La ville étrangère

La 4e édition de la biennale photographique Urbi & Orbi, qui prend ses quartiers à Charleville-Mézières, Sedan et Vrigne aux Bois, explore la relation complexe que l'homme entretient avec la ville.

Née de la main de l'homme, la ville lui semble parfois étrange, voire étrangère. Qu'il arpente sa cité ou une mégapole lointaine, le voyageur se sent parfois exclu des codes et des rythmes de la ville.

Et c'est cette distance, entre fascination et sentiment de non-appartenance, qui est au coeur des travaux présentés par les 24 artistes choisis par le Biennale.

Jeunes ou internationalement reconnus, ces photographes, plasticiens et artistes multimédia exposent leurs créations, comme autant d'interrogations urbaines réparties entre plusieurs thématiques.

La ville de l'étranger

Fascinante, mystérieuse et parfois déroutante, c'est "l'ailleurs" dans sa première acception. Elle engendre une rupture, physique, mentale ou affective, avec ce qui lie chacun à son univers urbain quotidien.
C'est dans ce cadre que s'inscrit la réflexion visuelle de Jean-Christophe Bréchet. Transplanté à Tokyo, dans cet "ailleurs" si familier et pourtant si radicalement éloigné de nos référents occidentaux, le photographe signe une série qui témoigne de sa fascination pour l'énergie vitale tokyoïte.
Avec Jirí Hanke, c'est le photographe qui emmène le spectateur chez lui, dans sa ville tchèque, dans son quotidien banal et pourtant "étranger"...
Plus loin encore, Hu Yang nous emmène à Shanghai, en Chine. Sa ville, terreau de tous les déséquilibres entre nouvelle bourgeoisie et précarisation totale.

La ville étrangère à celui qui y vit

Thématique brûlante : comment peut-on être exclu de sa propre ville ? SDF, immigrés sans-papiers, tous arpentent des cités qui ne veulent pas d'eux, ne leur inventent pas de place.
Elsa Laurent photographie ainsi des sans-abris endormis dans leurs couvertures. Traités comme des objets, des sculptures esthétiques, ses sujets disent plus violemment encore la mise à distance de ces hommes et ces femmes, nos prochains.
André Mérian s'intéresse, lui, aux zones péri-urbaines, bâtardes, mal définies, mal conçues, pas reconnues et pourtant partie intégrantes de ces villes que nous avons construits à notre image.
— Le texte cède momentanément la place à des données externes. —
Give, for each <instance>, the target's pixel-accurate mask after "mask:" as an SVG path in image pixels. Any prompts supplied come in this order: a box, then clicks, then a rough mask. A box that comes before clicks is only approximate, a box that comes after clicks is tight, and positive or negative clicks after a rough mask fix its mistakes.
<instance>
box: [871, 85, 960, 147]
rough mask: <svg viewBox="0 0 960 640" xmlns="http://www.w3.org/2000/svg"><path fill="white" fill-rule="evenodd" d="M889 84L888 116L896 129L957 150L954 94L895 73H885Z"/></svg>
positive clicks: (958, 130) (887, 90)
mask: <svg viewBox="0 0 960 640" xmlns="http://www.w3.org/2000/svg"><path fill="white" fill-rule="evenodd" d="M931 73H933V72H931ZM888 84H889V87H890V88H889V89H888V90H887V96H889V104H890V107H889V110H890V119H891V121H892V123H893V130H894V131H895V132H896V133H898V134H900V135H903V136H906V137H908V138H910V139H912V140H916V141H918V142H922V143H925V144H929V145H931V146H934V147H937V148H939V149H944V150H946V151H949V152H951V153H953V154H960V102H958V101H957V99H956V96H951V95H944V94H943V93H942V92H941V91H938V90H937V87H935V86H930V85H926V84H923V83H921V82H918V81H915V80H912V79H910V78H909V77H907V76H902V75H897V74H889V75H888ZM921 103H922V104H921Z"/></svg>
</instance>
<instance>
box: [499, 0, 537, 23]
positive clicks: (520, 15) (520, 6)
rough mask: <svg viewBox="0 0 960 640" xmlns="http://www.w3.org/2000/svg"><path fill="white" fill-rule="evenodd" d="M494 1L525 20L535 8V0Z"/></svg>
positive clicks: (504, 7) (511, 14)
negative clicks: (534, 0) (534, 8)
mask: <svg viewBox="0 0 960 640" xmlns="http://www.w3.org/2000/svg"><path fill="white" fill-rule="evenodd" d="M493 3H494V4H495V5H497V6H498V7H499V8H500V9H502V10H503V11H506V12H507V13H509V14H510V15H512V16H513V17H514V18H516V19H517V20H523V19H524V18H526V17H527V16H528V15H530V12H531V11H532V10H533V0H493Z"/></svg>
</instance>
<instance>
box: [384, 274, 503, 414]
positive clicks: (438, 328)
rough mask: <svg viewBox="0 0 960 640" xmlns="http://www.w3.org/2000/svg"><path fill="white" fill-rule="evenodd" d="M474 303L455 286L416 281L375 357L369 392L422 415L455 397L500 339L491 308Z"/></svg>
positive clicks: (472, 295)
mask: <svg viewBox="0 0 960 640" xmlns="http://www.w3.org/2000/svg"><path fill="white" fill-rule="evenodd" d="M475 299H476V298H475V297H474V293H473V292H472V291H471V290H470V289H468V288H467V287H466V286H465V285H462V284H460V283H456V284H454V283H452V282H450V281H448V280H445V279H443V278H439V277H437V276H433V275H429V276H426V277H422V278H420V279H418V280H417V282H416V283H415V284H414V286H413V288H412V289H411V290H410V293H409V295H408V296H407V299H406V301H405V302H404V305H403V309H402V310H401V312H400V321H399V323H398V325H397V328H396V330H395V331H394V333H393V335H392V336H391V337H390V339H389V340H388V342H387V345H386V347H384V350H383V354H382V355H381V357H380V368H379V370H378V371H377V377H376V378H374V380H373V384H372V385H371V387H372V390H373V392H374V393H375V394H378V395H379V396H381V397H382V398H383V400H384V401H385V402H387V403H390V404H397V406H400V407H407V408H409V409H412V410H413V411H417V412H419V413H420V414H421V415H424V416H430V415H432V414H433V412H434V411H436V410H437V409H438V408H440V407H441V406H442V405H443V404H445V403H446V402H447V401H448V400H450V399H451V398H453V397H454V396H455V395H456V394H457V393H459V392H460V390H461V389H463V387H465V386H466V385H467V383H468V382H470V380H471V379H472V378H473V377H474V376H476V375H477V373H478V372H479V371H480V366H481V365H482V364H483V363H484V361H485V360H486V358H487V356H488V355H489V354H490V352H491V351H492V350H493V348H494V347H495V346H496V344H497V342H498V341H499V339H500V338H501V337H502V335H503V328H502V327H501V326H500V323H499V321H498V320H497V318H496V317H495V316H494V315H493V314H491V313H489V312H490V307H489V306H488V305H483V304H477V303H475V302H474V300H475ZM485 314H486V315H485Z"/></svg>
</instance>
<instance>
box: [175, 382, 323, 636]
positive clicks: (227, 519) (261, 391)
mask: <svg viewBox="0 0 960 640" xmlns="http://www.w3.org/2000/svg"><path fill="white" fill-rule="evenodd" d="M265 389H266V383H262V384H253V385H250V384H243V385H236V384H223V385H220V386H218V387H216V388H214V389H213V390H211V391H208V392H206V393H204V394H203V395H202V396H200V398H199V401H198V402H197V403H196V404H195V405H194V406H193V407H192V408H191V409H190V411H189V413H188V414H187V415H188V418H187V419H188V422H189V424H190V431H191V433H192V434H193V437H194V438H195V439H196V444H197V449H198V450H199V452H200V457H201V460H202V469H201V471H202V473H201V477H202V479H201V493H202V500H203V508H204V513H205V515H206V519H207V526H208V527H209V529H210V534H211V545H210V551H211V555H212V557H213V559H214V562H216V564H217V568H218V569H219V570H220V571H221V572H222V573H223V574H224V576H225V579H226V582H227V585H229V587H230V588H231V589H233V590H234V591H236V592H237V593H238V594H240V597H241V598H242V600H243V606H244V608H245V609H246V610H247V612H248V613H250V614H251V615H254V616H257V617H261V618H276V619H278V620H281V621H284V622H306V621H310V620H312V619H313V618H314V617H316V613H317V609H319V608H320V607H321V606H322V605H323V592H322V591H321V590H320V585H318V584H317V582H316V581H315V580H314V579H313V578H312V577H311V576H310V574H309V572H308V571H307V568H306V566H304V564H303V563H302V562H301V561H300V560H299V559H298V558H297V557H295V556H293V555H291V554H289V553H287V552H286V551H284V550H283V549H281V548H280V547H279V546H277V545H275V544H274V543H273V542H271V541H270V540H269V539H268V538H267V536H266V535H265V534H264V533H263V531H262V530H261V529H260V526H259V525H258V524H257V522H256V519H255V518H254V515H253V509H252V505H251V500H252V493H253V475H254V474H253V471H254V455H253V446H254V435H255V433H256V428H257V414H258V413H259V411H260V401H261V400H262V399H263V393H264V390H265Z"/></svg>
Ces zones sans consistances, trop vastes, créent un sentiment de malaise.
Déjà célèbre, l'Allemand Robert F. Hammerstiel a photographié une "ville modèle", idéal imaginé clé en main au profit de classes moyennes de plus en plus définies par leur consumérisme effréné. Ces maisons-témoins sont les écrins parfaits de vies déjà formatées.
Claire Rado, quant à elle, a interrogé des coréens de Paris sur ce qui leur manque de leur ville d'origine mais aussi sur ce qui leur manque de Paris quand ils retournent chez eux. Mais justement, nous interroge-t-elle : où est leur "chez eux" ?

La ville étrange

Bizarreries de ses habitants ou de ce qu'elle suscite en eux, la ville peut aussi se révéler étrange. Ainsi, Pablo Hare et Philippe Gruenberg investissent des appartements de Lima (capitale du Pérou) au coeur desquels ils projettent le spectacle de la rue, brouillant les codes et les limites spatiales.
Catherine Balet, elle, photographie les looks créatifs des adolescents dont les stratégies vestimentaires dévoilent leur appartenance à l'une de ces mini-sociétés néo-tribales européennes.

La ville investie

A Sedan, ville abimée par la récession économique, des expositions s'affichent dans l'emblématique rue de l'Horloge en pleine réhabilitation. On pourra ainsi découvrir installés dans une superette désaffectée les gigantesques panneaux publicitaires vides capturés par Sung hee Lee. Les superbes vues nocturnes désenchantées et vides de Luc Boegly seront, quant à elles, exposées sur des "sucettes Decaux" jalonnant un parcours urbain.

Et bien d'autres clichés, encore, à découvrir dans ce petit périmètre ardennais.

Léonor de Bailliencourt - Juin 2008
Jusqu'au 5 juillet 2008.
Différents lieux d'exposition à Charleville-Mézières, Sedan et Vrigne aux Bois (08).